Dans leur cas devant la Commission interaméricaine, la famille demande à la commission de conclure que les États-Unis ont violé la Déclaration américaine des droits et devoirs de l'homme. Il demande que la commission donne instruction aux États-Unis de : mener une enquête approfondie sur le meurtre d'Hernández Rojas ; conformer ses politiques de recours à la force à ses obligations en vertu de la Déclaration américaine ; adopter une qui criminalise la torture commise aux États-Unis ; adopter une législation interdisant à la patrouille frontalière américaine d'enquêter en interne sur les incidents entraînant la mort ou des blessures corporelles graves ; réformer le système secret et unilatéral du grand jury, qui exécute les ordres du procureur, qui est souvent redevable aux forces de l'ordre ; reconnaître publiquement et présenter ses excuses pour avoir violé les droits humains d'Hernández Rojas et de sa famille ; apporter une assistance sanitaire et éducative à la famille ; et indemniser la famille pour le préjudice moral et les atteintes à ses projets de vie.

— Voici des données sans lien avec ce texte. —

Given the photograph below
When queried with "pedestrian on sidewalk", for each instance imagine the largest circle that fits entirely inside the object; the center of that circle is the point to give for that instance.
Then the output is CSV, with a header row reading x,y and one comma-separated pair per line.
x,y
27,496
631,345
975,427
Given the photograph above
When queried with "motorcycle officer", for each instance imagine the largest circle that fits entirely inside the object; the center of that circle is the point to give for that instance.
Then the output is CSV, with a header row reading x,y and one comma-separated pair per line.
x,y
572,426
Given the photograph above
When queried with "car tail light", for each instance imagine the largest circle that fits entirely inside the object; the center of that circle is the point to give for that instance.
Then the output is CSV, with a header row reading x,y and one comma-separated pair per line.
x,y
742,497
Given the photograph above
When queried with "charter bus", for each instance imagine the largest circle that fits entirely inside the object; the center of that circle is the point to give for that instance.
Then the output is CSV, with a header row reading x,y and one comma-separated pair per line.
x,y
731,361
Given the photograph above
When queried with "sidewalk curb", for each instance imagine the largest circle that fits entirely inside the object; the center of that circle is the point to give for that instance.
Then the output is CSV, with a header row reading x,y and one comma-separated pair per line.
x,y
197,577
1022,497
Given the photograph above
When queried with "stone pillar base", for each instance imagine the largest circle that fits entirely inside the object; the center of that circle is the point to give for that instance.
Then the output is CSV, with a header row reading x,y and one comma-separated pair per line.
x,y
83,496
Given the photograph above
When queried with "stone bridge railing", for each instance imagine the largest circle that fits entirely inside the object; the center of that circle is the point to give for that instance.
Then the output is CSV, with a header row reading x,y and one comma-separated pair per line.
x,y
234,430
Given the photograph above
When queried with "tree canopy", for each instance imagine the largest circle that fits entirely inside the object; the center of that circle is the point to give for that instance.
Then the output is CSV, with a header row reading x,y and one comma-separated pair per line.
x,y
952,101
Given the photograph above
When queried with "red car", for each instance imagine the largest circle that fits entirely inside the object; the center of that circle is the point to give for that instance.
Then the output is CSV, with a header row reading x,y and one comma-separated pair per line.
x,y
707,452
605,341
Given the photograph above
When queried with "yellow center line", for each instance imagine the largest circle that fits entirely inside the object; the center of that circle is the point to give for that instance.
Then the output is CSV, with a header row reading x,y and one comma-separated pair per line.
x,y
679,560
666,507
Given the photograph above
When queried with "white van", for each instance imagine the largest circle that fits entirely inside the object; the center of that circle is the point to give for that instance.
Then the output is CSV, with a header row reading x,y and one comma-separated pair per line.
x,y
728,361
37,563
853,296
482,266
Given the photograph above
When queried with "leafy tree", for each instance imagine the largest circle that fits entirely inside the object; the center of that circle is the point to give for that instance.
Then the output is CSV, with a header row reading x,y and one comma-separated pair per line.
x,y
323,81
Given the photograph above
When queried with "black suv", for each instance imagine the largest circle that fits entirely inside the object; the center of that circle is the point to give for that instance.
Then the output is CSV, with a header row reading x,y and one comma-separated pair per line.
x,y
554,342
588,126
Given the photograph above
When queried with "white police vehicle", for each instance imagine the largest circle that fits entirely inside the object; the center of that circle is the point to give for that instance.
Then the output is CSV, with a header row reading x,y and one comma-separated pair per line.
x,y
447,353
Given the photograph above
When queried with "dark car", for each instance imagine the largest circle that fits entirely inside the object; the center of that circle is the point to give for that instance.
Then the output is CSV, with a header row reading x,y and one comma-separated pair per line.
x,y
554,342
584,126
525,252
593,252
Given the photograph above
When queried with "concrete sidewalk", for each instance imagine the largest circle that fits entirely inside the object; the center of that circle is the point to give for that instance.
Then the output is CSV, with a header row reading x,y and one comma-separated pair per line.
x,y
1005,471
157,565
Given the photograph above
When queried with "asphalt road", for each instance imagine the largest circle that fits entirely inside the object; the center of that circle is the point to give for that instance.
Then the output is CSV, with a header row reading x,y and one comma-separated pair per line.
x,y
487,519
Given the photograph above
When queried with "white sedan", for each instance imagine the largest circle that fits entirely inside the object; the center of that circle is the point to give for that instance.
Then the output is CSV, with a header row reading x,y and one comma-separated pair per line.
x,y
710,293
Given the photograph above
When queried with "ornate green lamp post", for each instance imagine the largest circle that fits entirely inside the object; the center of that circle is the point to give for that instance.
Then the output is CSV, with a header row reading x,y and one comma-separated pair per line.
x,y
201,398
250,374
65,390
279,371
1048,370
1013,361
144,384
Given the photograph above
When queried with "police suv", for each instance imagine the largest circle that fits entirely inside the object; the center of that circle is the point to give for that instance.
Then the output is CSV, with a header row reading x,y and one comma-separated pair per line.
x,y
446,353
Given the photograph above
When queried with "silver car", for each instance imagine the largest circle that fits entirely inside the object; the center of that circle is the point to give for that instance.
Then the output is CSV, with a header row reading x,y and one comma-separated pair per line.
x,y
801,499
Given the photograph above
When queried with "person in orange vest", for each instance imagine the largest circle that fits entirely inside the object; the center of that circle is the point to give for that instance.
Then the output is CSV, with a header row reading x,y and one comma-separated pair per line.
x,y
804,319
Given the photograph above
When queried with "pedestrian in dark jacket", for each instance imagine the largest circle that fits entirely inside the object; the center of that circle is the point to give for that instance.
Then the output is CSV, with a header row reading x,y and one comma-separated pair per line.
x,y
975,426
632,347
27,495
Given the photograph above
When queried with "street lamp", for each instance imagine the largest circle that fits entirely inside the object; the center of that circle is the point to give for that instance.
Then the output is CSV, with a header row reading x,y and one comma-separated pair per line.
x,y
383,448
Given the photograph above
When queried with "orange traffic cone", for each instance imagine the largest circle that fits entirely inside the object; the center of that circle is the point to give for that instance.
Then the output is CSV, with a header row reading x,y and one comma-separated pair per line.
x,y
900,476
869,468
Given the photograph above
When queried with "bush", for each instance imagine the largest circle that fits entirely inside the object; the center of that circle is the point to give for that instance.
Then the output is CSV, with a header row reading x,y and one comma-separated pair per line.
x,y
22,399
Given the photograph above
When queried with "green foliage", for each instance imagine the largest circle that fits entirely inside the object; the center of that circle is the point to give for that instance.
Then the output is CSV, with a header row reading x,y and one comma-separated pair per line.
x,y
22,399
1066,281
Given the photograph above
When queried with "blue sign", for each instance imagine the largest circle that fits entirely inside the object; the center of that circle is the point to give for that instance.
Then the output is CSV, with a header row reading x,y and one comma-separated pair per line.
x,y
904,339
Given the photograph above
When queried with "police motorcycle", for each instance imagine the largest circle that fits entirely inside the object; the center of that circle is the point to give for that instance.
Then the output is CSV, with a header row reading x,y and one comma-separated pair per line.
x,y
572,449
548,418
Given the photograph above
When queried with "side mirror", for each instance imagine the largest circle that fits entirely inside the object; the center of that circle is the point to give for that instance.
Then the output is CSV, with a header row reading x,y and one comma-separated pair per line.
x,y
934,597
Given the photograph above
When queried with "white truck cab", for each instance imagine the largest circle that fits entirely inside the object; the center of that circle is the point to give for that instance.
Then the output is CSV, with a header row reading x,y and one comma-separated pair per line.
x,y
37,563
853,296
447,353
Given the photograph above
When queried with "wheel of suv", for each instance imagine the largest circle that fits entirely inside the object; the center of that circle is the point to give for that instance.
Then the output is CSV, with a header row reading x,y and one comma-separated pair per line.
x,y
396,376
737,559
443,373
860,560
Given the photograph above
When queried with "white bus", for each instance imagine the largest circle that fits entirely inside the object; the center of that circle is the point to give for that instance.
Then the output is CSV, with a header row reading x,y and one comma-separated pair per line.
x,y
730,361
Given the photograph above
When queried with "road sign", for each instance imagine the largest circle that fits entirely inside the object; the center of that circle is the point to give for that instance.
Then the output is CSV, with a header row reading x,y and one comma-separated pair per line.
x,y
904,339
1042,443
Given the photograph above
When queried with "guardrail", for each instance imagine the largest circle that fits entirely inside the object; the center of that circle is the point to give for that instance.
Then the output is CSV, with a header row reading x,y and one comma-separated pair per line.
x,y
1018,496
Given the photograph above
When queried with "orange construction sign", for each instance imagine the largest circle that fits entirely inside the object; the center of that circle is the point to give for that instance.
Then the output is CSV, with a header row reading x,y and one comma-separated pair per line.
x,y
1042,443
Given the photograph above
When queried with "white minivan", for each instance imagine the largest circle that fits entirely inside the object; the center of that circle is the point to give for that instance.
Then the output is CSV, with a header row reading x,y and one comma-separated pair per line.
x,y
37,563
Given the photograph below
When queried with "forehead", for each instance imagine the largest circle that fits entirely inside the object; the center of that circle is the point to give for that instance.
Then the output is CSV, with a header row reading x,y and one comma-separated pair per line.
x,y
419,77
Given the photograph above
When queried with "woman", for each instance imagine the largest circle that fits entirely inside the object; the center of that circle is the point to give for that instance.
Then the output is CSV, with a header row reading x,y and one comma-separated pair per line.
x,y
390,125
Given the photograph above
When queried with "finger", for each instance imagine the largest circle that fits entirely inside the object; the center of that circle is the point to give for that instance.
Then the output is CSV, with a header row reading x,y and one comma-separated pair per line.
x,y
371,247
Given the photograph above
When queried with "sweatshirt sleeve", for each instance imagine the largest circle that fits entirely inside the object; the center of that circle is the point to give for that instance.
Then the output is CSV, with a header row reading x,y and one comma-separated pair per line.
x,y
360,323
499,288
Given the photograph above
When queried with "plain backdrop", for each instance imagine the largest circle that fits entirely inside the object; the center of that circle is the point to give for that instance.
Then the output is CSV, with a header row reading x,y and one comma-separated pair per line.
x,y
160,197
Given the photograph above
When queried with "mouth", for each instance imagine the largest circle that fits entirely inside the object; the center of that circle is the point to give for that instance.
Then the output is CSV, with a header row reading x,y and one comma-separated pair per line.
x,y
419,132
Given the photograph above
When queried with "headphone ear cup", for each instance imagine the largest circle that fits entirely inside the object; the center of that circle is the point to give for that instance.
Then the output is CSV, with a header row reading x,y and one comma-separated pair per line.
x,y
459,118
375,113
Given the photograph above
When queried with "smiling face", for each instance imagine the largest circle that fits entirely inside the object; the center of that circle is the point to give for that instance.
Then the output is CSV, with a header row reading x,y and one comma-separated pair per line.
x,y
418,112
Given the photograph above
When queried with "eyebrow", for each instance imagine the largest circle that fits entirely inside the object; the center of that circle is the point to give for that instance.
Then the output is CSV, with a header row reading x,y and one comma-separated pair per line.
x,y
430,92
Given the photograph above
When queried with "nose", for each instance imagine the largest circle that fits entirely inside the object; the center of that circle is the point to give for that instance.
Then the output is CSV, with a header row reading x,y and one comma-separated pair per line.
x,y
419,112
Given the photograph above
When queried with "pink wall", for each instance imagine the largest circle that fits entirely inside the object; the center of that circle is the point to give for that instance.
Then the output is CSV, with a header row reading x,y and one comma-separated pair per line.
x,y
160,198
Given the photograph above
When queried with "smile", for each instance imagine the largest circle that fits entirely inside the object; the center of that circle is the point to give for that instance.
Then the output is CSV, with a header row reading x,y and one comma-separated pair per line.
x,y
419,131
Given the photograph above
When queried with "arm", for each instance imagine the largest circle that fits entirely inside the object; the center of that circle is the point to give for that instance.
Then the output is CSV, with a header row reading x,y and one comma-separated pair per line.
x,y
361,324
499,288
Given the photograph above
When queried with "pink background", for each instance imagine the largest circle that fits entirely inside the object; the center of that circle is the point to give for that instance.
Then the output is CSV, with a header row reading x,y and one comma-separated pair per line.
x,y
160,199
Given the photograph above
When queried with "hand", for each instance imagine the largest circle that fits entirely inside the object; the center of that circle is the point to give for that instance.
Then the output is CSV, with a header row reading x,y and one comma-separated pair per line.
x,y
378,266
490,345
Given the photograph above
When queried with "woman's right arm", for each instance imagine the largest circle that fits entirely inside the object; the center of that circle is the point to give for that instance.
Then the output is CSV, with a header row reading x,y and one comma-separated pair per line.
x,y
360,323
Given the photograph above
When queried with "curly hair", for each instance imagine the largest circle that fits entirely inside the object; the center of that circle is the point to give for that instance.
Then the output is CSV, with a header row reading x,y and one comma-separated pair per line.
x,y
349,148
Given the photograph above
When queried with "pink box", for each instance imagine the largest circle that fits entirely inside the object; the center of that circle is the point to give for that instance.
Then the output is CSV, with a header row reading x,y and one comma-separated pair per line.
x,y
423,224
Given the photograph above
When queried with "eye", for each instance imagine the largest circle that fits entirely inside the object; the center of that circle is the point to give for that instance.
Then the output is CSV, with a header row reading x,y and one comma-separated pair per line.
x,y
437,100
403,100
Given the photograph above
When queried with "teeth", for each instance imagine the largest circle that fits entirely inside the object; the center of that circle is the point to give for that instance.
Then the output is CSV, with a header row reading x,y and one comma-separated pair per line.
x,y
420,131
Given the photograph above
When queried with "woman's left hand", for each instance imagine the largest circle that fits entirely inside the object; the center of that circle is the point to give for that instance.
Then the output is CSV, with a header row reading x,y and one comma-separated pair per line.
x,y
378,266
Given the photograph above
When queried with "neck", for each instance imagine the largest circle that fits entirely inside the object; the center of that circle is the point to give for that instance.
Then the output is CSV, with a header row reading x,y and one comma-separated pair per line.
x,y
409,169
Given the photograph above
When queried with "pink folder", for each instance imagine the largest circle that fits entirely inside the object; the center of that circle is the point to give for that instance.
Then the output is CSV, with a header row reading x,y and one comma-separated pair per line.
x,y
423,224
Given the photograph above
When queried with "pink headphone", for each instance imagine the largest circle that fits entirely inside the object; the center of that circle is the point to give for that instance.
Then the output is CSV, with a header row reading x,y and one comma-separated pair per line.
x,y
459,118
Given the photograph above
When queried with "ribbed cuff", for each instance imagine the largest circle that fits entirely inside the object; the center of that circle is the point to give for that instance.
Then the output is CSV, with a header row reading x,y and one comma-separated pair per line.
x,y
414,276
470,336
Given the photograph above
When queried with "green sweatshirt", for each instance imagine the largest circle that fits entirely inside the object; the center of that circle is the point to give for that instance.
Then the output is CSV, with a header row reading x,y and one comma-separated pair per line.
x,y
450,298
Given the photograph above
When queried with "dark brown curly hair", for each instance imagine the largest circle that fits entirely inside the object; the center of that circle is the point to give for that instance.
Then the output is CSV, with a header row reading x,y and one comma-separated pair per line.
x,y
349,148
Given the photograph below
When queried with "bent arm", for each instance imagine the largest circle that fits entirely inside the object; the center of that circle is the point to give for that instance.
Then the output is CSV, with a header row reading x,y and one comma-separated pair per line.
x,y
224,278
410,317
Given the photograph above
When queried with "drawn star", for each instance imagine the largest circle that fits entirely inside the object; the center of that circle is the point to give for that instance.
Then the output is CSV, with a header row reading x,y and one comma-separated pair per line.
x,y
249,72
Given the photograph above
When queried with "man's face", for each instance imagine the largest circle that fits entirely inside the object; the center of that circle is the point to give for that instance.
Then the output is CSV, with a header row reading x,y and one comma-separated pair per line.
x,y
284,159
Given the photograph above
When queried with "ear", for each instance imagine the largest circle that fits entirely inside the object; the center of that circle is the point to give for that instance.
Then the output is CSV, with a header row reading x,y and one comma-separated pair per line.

« Le moment est venu pour le public américain et le monde entier de se poser des questions difficiles : pourquoi les agents frontaliers ont-ils pu se permettre autant de choses pendant si longtemps, maltraitant et tuant leurs propres citoyens ainsi que les migrants et les voyageurs du monde entier ? à travers le globe. Il est maintenant temps pour la Commission interaméricaine de demander des comptes aux États-Unis pour leurs actes », a écrit l'avocate Guerrero dans son courriel adressé à Vérité.

Puga a déclaré aux commissaires que sa famille ne trouverait la paix que si justice était rendue. « Il n'y a pas de paix sans justice », a-t-elle déclaré. « Il n'y a pas de paix. »

La décision de la commission est attendue l'année prochaine.